Apesar de ser uma cidade relativamente “jovem”, fundada em 24 de outubro de 1933, Goiânia
já enfrenta graves problemas relacionados á antropização de seus fundos de vale devido aos
processos identificados na área de estudo, que também acontecem em outras localidades do
município. Muitas de suas áreas de preservação permanente ao longo dos rios e córregos
foram ocupadas inadequadamente e, em consequência, degradadas.
5. Conclusão
A urbanização do município de Goiânia desenvolveu-se com notável facilidade em direção
sul, locais de relevo suave ondulado e de vertentes com pequena inclinação. Com a elevada
expansão urbana nesta região e a falta de áreas para os novos loteamentos, a especulação
imobiliária, de forma regular ou não, iniciou a expansão em direção à porção norte da cidade,
nos últimos dez anos, fato que pode ser notado na área de estudo, pois a maioria dos seus
loteamentos foi aprovada ou encontra-se em regularização após os anos 2000.

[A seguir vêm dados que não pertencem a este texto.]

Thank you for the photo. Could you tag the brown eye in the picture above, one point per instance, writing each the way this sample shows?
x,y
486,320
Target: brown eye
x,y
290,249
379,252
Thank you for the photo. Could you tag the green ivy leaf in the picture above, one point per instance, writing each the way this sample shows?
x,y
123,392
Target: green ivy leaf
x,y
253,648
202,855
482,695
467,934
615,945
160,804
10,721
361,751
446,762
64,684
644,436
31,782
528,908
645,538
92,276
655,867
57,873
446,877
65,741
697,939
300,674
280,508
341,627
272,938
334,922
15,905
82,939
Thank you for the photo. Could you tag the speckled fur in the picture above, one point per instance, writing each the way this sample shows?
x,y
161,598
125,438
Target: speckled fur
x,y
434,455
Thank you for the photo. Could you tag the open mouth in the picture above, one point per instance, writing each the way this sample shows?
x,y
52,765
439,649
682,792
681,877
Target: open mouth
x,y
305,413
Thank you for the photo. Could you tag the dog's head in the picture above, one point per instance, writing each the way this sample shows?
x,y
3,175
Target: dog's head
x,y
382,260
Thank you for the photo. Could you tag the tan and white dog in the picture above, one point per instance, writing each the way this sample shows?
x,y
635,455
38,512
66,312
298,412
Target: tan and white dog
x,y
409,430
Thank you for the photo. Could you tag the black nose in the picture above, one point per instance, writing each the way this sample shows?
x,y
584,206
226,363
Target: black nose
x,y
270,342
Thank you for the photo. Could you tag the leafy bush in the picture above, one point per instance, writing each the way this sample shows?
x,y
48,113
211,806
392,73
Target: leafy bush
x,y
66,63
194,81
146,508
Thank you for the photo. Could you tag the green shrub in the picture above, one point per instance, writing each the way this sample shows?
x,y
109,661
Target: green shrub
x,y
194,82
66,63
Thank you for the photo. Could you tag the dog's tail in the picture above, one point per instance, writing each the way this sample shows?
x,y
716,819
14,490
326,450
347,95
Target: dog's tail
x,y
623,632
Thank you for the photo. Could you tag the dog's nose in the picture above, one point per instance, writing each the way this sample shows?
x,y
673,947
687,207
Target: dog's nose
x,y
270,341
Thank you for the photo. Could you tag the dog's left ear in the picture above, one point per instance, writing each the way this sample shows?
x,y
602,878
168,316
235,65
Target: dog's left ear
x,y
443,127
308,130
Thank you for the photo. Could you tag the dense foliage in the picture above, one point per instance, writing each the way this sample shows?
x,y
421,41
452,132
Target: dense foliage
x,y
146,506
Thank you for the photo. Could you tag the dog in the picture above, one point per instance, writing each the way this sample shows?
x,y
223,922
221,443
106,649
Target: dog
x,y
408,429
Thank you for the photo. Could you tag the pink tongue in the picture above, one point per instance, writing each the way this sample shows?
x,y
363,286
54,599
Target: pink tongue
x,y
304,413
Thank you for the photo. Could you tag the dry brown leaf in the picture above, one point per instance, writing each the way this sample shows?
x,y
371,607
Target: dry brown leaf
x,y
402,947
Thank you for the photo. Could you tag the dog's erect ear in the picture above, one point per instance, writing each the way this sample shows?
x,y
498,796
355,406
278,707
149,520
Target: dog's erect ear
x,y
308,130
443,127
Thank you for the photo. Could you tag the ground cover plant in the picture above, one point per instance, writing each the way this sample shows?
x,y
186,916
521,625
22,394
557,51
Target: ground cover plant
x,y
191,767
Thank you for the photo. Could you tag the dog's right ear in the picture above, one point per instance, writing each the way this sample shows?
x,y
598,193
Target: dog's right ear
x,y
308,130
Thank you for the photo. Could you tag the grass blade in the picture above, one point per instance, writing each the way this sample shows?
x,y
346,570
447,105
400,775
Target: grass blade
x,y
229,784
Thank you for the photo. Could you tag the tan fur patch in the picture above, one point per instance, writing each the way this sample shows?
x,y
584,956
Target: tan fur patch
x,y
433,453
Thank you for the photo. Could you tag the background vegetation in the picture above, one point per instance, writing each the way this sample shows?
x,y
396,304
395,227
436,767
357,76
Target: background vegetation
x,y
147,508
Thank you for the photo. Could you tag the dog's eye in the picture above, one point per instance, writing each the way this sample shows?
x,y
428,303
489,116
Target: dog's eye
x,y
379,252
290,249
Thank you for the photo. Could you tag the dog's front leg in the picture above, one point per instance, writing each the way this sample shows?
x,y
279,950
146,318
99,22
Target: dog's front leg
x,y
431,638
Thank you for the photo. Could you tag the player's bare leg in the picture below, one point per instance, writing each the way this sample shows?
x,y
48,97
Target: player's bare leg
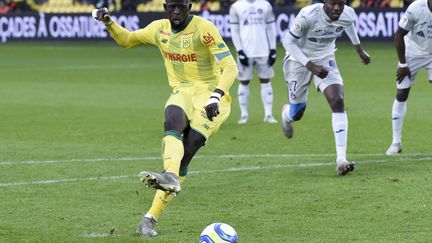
x,y
335,97
398,116
267,100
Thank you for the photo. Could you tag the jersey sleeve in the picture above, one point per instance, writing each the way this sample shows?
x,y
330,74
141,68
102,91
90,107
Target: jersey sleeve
x,y
130,39
233,16
270,18
235,28
300,25
408,19
211,38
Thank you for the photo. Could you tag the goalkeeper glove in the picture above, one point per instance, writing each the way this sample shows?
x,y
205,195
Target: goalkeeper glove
x,y
212,106
243,58
102,14
272,57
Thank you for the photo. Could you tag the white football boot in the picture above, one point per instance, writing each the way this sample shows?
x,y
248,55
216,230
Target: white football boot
x,y
394,149
147,227
270,119
287,124
344,167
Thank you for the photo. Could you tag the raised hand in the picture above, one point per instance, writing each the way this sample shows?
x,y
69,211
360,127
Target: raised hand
x,y
102,14
243,58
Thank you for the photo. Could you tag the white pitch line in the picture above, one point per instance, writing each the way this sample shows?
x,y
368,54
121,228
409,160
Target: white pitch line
x,y
95,235
234,169
196,157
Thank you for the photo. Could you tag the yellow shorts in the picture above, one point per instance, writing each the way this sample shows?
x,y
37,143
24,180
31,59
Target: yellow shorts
x,y
192,101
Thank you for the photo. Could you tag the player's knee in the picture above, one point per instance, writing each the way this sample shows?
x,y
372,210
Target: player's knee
x,y
175,119
337,104
297,111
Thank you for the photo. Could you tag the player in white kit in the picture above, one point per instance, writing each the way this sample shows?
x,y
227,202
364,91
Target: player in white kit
x,y
253,33
413,42
310,54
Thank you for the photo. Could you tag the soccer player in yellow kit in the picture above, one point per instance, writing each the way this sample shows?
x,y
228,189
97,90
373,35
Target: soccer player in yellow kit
x,y
200,71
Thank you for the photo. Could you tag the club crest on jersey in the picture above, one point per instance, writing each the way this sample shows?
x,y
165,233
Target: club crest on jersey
x,y
186,43
208,39
328,31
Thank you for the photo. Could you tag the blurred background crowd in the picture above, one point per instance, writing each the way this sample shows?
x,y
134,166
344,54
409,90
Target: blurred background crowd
x,y
80,6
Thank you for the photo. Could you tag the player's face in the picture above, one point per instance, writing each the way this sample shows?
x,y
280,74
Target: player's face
x,y
334,8
177,11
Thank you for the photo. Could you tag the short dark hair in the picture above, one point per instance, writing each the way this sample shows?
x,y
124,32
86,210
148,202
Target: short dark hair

Entretanto, a porção norte do município apresenta elevadas inclinações de suas vertentes e
grande fragilidade em relação ao solo, características que não vêm sendo consideradas na
aprovação de novos loteamentos nesta região.
A literatura analisada nos permite afirmar que a proteção ambiental dos mananciais urbanos
será eficiente se somarem-se outros fatores de caráter socioeconômico, tais como: interação
entre políticas e programas nacionais, regionais e municipais. Faz-se necessário, também,
ampliar os instrumentos de participação popular na elaboração e implantação das propostas,
em associação a um processo constante de avaliação e monitoramento para verificação da
eficácia das ações. A integração da gestão territorial e o gerenciamento ambiental, incluindo-
se a convergência entre planos diretores municipais, planos setoriais e as políticas de recursos
hídricos são aspectos importantes para a busca da sustentabilidade urbana.
O Poder Público deve atuar tanto com ações diretas na implantação de obras de controle de
macro e micro drenagem, quanto no estabelecimento de leis para implantação de novos
loteamentos, e fiscalização efetiva do cumprimento da legislação ambiental.